At the £25m facility Rolls-Royce has also developed robots that can make fan blades from carbon fibre, a process that has taken more than 10 years to perfect.
Making the fan casing and blades from carbon fibre should result in a 20% weight saving compared with previous materials.
And that's important as the aerospace industry is under pressure to reduce its environmental impact. Aircraft are getting more efficient, but airline traffic is growing even faster.
Rolls-Royce estimates that 37,000 new passenger aircraft will be needed over the next 20 years.
"We've come a long way, but the challenge is to decouple emissions growth from traffic growth," says Alan Newby, future programmes director at Rolls-Royce.
The new engine will also incorporate a gearbox, allowing a much bigger fan, which results in a more efficient engine.
It's an innovation already being used on a smaller engine from US-based Pratt & Whitney Engine, the PW1000G.
While Rolls-Royce and others in the aerospace industry are working on electric and hybrid propulsion systems for aircraft, for long-haul aircraft, at the moment jet engines are the only option.
Given that it is a technology that has been around since World War Two, how much more efficiency can be squeezed out of the jet engine?
Quite a lot, according to Professor Pericles Pilidis, who is head of power and propulsion department at Cranfield University's Centre for Propulsion Engineering.
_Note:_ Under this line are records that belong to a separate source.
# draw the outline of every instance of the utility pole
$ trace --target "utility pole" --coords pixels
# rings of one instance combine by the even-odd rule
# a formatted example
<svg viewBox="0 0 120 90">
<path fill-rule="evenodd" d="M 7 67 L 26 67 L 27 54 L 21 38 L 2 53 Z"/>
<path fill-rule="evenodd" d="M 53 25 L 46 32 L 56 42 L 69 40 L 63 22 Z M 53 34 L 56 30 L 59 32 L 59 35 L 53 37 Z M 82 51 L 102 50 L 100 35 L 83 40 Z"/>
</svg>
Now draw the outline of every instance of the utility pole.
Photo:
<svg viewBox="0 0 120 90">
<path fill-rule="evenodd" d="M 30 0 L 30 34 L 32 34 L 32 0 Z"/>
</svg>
His department works with on research projects with aerospace companies including Airbus and Rolls-Royce.
"I do expect improvements to continue," he says. Better materials, more efficient shapes and improved coatings can all contribute to make engines lighter and stronger.
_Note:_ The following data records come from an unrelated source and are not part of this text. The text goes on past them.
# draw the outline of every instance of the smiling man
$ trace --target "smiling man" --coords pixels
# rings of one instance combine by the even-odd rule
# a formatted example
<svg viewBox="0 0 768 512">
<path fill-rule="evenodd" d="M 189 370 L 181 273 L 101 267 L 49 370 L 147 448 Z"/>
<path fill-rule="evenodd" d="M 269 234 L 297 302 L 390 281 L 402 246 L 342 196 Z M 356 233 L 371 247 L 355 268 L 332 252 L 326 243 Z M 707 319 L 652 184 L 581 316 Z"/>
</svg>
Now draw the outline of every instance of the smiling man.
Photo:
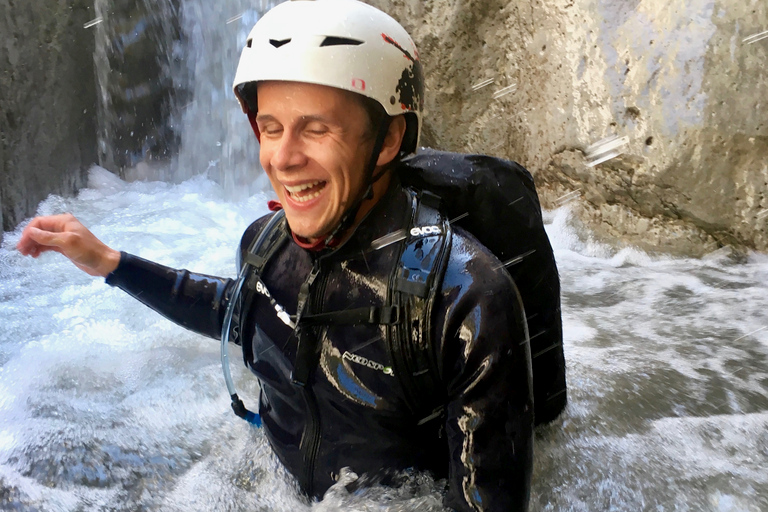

He also points out that lighter engines mean the aircraft structure can be lighter as it has to carry less weight.
Those kind of incremental changes might not sound like much, but in the airline business they can make a big difference.
"Evolutionary changes, they sound unimpressive - 10% here 12% there. But in the airline business with very thin margins, that is the difference between life and death," says Richard Aboulafia, vice-president of analysis at the Teal Group.
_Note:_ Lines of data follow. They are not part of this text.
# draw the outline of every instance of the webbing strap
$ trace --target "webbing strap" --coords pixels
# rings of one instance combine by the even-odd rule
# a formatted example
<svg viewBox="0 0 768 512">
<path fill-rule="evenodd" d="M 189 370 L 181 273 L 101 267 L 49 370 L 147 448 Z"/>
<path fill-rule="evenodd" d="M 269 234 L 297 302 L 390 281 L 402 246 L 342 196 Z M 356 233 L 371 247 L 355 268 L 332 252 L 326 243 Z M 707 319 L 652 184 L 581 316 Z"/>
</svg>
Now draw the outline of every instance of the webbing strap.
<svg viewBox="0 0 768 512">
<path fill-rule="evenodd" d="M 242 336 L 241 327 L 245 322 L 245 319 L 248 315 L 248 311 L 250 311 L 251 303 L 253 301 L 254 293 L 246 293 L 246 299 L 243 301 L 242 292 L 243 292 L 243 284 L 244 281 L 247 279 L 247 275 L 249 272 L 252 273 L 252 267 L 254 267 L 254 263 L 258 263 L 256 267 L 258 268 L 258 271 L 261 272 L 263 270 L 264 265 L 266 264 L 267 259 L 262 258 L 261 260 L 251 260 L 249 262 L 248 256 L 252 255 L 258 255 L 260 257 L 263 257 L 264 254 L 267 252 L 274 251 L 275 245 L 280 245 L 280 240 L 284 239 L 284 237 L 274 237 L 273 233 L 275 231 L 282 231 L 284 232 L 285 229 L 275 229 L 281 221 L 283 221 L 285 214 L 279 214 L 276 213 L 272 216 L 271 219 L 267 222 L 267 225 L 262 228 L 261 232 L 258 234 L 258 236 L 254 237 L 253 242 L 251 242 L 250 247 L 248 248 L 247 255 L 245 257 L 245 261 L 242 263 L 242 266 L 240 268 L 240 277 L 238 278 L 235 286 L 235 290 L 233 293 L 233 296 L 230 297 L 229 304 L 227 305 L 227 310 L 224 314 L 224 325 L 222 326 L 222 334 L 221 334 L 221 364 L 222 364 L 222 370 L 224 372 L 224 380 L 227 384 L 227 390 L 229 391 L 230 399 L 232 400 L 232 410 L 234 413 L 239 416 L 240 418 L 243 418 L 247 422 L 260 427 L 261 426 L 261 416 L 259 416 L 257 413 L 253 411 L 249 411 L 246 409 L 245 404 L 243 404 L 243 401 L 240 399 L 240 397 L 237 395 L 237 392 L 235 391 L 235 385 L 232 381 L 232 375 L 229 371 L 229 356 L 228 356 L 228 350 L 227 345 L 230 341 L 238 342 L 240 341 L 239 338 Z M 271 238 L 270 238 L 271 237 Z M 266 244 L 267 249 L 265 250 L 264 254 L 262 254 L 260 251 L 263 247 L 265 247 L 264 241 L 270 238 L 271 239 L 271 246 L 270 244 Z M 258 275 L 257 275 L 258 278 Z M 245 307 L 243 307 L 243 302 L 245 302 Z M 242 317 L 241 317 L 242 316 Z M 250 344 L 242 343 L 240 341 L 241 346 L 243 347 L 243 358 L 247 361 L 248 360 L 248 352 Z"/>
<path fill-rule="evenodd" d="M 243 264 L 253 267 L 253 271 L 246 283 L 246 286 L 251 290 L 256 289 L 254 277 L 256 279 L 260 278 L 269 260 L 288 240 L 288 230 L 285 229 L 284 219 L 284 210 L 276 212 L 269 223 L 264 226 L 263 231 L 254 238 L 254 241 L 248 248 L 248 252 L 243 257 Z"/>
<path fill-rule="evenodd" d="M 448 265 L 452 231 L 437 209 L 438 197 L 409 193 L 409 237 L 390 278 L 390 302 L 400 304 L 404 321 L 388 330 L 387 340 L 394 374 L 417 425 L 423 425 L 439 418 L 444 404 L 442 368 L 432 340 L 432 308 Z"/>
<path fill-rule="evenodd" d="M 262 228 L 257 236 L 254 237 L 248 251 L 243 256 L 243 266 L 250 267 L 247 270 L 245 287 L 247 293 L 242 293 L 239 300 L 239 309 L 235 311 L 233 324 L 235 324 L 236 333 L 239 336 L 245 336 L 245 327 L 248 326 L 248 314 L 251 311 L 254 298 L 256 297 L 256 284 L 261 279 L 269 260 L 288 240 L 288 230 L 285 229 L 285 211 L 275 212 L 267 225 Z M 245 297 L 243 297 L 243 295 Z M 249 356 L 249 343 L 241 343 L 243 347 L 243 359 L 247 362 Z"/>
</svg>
One UK firm though is looking to make a step change in propulsion. Reaction Engines is developing a rocket engine, called Sabre, to be used on high-speed aircraft and on spacecraft.
At the kind of speeds Reaction is aiming for, Mach 5 (five times the speed of sound) the air coming into the engine can reach temperatures of 1,000C.
That temperature would destroy the engine, so Reaction has developed a cooling system which can chill the incoming air in a fraction of a second.
The so-called pre-cooler is made from miniature tubes, less than 1mm thick, that can pipe coolant under high pressure through the system, and whisk heat away.
"The Sabre is completely unique, there's nobody else in the world, that we are aware of, that's developing an air-breathing rocket engine," says Mark Thomas, chief executive of Reaction Engines.
"Our pre-cooler technology... is in a different class to anything out there. It's ultra-high performance, ultra lightweight, highly miniaturised... it's just in a different league completely."
Reaction Engines plans to start building the Sabre engine this year and test it in 2021.
Reaction's pre-cooler can also potentially be used on conventional jet engines to make them more efficient, an idea being tested with Rolls-Royce.
According to Prof Pericles it will be another 30 years until we see a radical change in passenger aircraft.
By then he thinks there will be a transition from the current design, which is basically a tube, with engines hanging below the wings, to a "blended wing" design.
Under that design, the aircraft is just one set of wings, with engines sitting on the top.
Those engines might even by powered by hydrogen, which has the potential to be a very low emission fuel.
"Hydrogen fuel is unavoidable," says Prof Pilidis. "It is a long-term solution to decarbonise aviation completely.
However, environmentalists says action needs to be taken sooner.
"There's always a role for technology to play in cutting emissions, but solving the climate crisis is something we need to get on with right now," says Jenny Bates, a campaigner at Friends of the Earth.
"The priority instead needs to be emissions cuts by having fewer planes in the sky. This is a crucial part of preventing further climate breakdown."